対策としては①コンタクトの上から老眼鏡をかける ②利き目用と近方用でモノビジョン処方にする ③遠近両用コンタクトを使う の3つがあります。眼鏡なしで過ごしたい方には遠近両用コンタクトが最も自然な選択肢です。
遠近両用コンタクトの仕組み
遠近両用コンタクトレンズには主に2つの光学設計があります。
同時視(同時視型)
遠用・近用ゾーンが同心円状に配置され、脳が必要な距離の像を自動選択する。最も普及している設計。慣れれば快適だが慣れるまで時間がかかることも。
代表: アキュビュー バイフォーカル、デイリーズ AquaComfort Plus マルチフォーカルなど
交互視(モノビジョン)
利き目を遠用、非利き目を近用に処方する方法。脳への訓練が必要で奥行き感が変わることがある。
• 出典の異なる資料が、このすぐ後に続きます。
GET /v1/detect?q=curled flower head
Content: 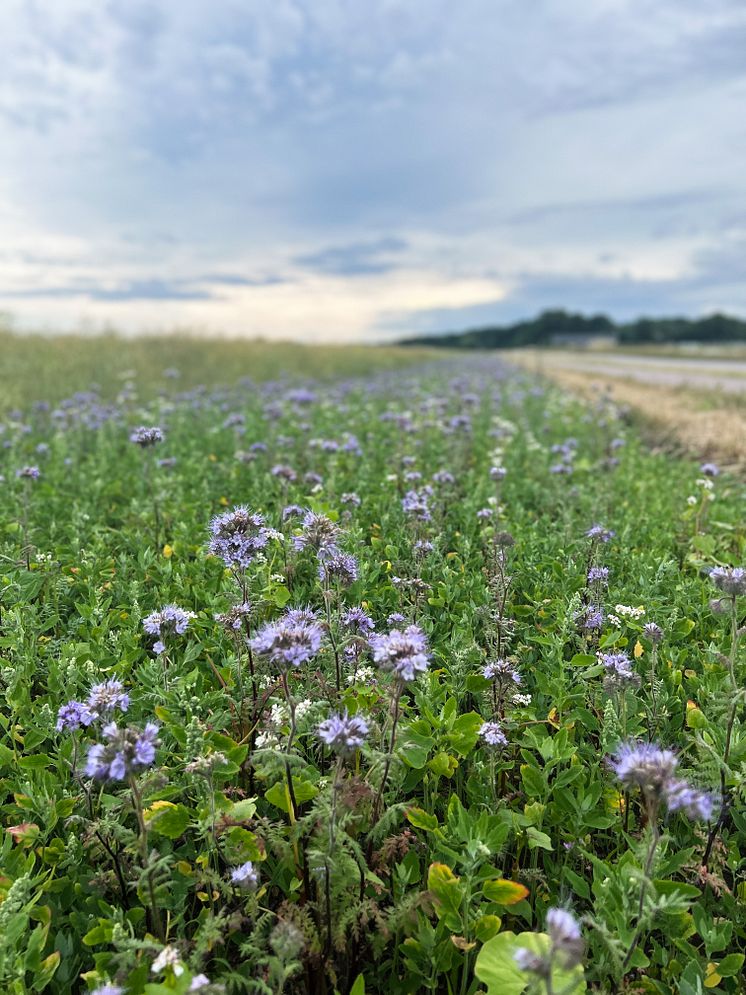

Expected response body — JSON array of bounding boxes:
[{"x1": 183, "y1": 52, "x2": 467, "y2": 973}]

代表: 通常のシングルビジョンレンズを用途別に使い分け
同時視型の場合、遠くを見るときは瞳孔を通る光の中心部(遠用ゾーン)を、近くを見るときは周辺部(近用ゾーン)を自動的に使います。明るい環境では瞳孔が小さくなるため遠くが鮮明に、暗い環境では瞳孔が開くため近くも見えやすくなります。この仕組みに脳が適応するまで、1〜2週間程度かかることがあります。
ワンデーvs月ケア型の比較
| 項目 | ワンデー(1日使い捨て) | 2week/マンスリー |
|---|---|---|
| 衛生面 | ◎ 毎日新品 | ○ ケアが必要 |
| コスト | △ 1日あたり高め(60〜120円/日) | ○ 安め(20〜40円/日) |
| ケアの手間 | ◎ 不要 | △ 毎日洗浄必須 |
| 老眼対応の選択肢 | ○ アキュビュー オアシス MDなど | ○ エアオプティクスAquaなど |
| 慣れやすさ | ○ 同等 | ○ 同等 |
おすすめブランド・シリーズ比較
アキュビュー® オアシス® マルチフォーカル
J&J | 2week | 約3,000〜4,000円/箱
シームレスな光学設計「ライフスタイル デザイン」採用。PC・スマホ作業が多い方に人気。
デイリーズ® トータル®1 マルチフォーカル
アルコン | ワンデー | 約3,500〜4,500円/箱(30枚入)
水分含有量78%の超含水設計。1日中快適な装用感。同時視型の上位モデル。
バイオフィニティ マルチフォーカル
クーパービジョン | マンスリー | 約3,000〜3,800円/箱(6枚入)
バランスドプログレッシブ技術で自然な視界。低コストでシリコーンハイドロゲル素材。
メダリスト マルチフォーカル
B&L | 2week | 約2,500〜3,500円/箱(6枚入)
3ゾーン光学デザインで遠・中・近のバランスが取れた見え方。コストパフォーマンスが高い。
慣れるまでのコツと注意点
遠近両用コンタクトは装用当初、視力が完全でないと感じることがあります。これは脳が新しい光学設計に適応するまでの過程であり、通常1〜2週間で改善します。焦らず徐々に装用時間を伸ばしていくのがコツです。
慣れるためのステップ
- 最初の1〜2日:午前中2〜3時間だけ装用し、見え方を確認
- 3〜5日目:4〜6時間装用。様々な距離でのピント合わせを意識的に行う
- 1週間後:フルタイム装用へ。PC・スマホ・運転など様々なシーンで試す
- 2週間後:不満点を整理して眼科へ。度数の微調整が必要なこともある
夜間運転時にハロー(光の周辺部のにじみ)やグレア(まぶしさ)を感じる方がいます。特に同時視型レンズでは光の分散が起こりやすく、夜間運転が多い方は眼科医に相談してモノビジョン処方や度数調整を検討しましょう。